Zehn Steakschnitte Die besten und saftigsten Teile vom Rind

Die besten und saftigsten Steaks werden aus den verschiedenen Rückenteiles des Rindes geschnitten. Viele Länder haben eigene Zuschnitte, die sich zum Teil deutlich voneinander unterscheiden. Auch Steaks sind Moden unterworfen und machen dann als Trend Cut Karriere.
1 / 10

Filet Mignon
Das zarteste und begehrteste Stück Rindfleisch. Filet ist sehr mager, von außerordentlich feinem Geschmack und simpel zuzubereiten – manche Köche finden es im Vergleich zu kernigeren Steaks deshalb eher langweilig. Die englische Bezeichnung lautet Tenderloin-Steak. Ein doppelt dick geschnittenes Filetsteak nennt man Chateaubriand. Tournedos sind besonders keine Filetsteakstücke.

Foto: Otto Gourmet / Thomas Ruhl, www.port-culinaire.de
2 / 10

New York Cut
Die stark marmorierte Fleischscheibe wird auf der einen Seite von einem Rippenknochen, auf der anderen von einem dicken Fettmantel eingehüllt. Sehr saftig. Nach dem Braten ein paar Minuten ruhen lassen.

Foto: Otto Gourmet / Thomas Ruhl, www.port-culinaire.de
3 / 10

Sirloin Cut
Ein New York Cut ohne Knochen. Wir kennen es vor allem als Rumpsteak, Entrecôte oder Entrecôte double, wenn der Zuschnitt fast 500 g ergibt. Ein Entrecôte Château bringt ca. 600 g auf den Teller.

Foto: www.gourmetfleisch.de
4 / 10

Rib-Eye
Das Steak mit der ausgeprägtesten Marmorierung und Fettzeichnung ist besonders saftig und aromatisch. Es wird aus dem Kern der Hochrippe geschnitten.

Foto: www.gourmetfleisch.de
5 / 10

Bone-in-Rib-Eye
Ein Rib-Eye Steak, aber mit Rippenknochen. Man kennt es auch als Ochsen- oder Hochrippenkotelett beziehungsweise Côte de Boeuf.

Foto: Otto Gourmet / Thomas Ruhl, www.port-culinaire.de
6 / 10

Porterhouse
Zwei Sorten Fleisch in einem: Roastbeef und Filet finden sich zu beiden Seiten des T-förmigen Mittelknochens. Der fettreiche und überaus beliebte Leckerbissen kann bis zu einem Kio schwer sein, und sättigt zwei Personen.
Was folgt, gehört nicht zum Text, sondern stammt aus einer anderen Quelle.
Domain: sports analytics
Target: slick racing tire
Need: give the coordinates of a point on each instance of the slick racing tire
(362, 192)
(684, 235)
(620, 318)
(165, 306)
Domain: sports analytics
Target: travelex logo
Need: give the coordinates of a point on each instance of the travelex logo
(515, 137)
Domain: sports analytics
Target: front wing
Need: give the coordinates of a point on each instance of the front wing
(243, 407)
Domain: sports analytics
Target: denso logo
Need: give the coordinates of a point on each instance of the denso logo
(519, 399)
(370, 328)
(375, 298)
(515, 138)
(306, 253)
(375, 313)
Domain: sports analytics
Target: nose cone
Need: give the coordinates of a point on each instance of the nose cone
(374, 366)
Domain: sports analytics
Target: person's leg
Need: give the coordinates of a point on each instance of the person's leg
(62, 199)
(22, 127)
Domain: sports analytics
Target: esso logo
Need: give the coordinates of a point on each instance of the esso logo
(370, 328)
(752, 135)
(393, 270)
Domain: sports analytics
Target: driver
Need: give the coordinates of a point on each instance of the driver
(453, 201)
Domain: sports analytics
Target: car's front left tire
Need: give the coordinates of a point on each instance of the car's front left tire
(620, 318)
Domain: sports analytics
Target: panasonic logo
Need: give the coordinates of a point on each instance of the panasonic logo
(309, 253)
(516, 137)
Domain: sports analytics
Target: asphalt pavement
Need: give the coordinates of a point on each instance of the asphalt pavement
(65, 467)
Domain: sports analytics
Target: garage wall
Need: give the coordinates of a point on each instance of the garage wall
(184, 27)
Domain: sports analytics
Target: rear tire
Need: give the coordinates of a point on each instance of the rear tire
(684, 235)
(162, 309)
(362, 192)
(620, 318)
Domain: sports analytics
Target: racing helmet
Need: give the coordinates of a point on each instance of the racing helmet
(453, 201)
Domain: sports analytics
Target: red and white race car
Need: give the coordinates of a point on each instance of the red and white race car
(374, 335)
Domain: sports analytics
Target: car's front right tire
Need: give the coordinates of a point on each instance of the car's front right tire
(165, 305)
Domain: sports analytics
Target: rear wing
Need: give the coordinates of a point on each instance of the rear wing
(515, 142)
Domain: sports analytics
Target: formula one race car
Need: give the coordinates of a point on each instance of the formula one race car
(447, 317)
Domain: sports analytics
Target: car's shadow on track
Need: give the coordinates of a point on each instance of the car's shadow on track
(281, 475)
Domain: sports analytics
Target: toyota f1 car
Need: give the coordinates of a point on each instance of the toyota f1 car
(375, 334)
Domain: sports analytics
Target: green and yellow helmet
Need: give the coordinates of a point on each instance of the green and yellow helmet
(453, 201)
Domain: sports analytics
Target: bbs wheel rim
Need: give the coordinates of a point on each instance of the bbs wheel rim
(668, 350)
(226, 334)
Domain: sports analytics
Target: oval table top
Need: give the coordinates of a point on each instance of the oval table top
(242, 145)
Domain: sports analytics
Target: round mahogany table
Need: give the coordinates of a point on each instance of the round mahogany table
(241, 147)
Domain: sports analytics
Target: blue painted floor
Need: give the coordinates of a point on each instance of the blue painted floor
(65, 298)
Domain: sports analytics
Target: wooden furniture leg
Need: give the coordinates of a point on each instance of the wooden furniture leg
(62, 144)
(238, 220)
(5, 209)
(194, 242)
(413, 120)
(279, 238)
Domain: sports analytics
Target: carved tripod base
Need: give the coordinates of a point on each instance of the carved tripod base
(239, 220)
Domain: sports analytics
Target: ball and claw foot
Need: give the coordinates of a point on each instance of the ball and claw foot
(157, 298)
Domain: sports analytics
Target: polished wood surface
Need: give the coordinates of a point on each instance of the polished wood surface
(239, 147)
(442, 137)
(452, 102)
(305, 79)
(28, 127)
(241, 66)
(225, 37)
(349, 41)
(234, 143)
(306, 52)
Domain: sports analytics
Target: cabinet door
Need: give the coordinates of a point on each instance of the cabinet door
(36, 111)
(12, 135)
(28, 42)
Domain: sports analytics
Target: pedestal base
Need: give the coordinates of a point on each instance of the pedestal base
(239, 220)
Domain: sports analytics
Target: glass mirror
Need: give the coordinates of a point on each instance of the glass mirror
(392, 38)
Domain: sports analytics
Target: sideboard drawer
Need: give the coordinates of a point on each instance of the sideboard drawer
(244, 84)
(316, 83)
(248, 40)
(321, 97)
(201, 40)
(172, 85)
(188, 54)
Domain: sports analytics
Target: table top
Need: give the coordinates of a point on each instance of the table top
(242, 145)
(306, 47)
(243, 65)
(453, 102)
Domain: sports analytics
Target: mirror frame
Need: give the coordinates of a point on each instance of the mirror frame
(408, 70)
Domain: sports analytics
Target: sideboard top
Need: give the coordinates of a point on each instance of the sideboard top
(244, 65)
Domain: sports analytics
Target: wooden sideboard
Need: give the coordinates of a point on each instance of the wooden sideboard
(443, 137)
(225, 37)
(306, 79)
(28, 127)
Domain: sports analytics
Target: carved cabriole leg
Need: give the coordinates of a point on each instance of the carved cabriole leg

Foto: www.gourmetfleisch.de
7 / 10

T-Bone-Steak
Der kleine Bruder des Porterhouse-Steaks: Der Klassiker, der seinen Namen dem charakteristischen Knochenstück verdankt, wird wie das Porterhouse mit Filet- und Roastbeefanteil aus dem flachen Roastbeef geschnitten. Eine satte Portion für einen sehr hungrigen Esser.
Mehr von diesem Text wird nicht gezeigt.